The Riviera in the 1950s and 1960s was culturally rich with modernist icons such as Matisse and Picasso in residence, but also a burgeoning tourist culture, that established the Côte d'Azur as a center of indigenous artists associated with Nouveau Réalisme, Fluxus, and Supports/Surfaces, emerged under the mantle of the "Ecole de Nice." Drawing on the primary sources and little known publications generated during the period from museum archives, collections in the region, and privately owned archives, this study integrates material published in monographic studies of individuals and art movements, to offer the first in-depth study of this important movement in twentieth-century art. The author situates the work of the Ecole de Nice within the broader social currents that are so important in contextualizing this phenomenon within this internal region of France, and underscores why this work was so significant at this historical moment within the context of the broader European art scene, and contemporary American art, with which it shared affinities.
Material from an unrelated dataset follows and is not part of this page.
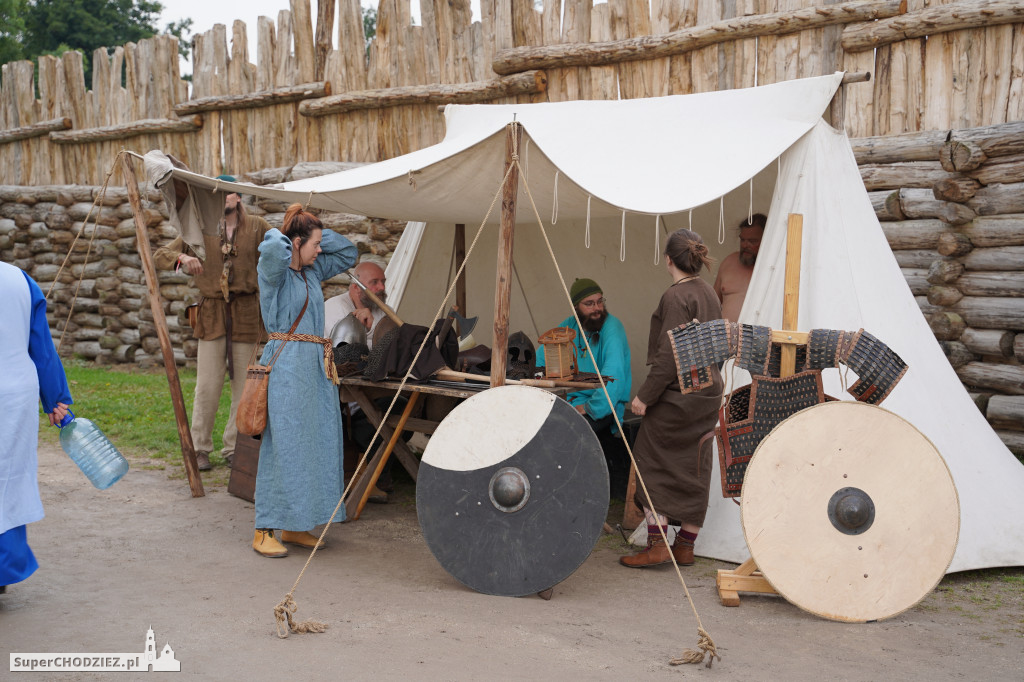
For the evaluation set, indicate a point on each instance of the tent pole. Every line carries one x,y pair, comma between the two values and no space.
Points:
160,322
460,258
503,281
Despite their stylistic differences, and associations with groups that are generally considered distinct, O'Neill discloses that these artists shared conceptual affinities”theatrical modes of presentation based on appropriation, use of the ready-made, and a determination to counter style-driven painting associated with the postwar Ecole de Paris. Art and Visual Culture on the Riviera, 1956-1971 suggests that the emergence of an Ecole de Nice internally eroded the dominance of Paris as the national standard at this moment of French decentralization efforts, and that these artists fostered a model of aesthetic pluralism that remained locally distinct yet fully engaged with international vanguard trends of the 1960s.
Table of Contents
Contents: Introduction; Postwar Nice: the Eden of the hexagon; Towards an Ecole de Nice, 1956-1960; Nouveaux réalistes Niçois and the formation of an Ecole de Nice; Total Art and Fluxus in Nice; The new generation of the Ecole de Nice: Bernar Venet, Claude Gilli, Robert Malaval, Guy Rottier; Painting and focal dispersion: Claude Viallat and the Niçois painters of supports/surfaces; Afterward; Bibliography; Index.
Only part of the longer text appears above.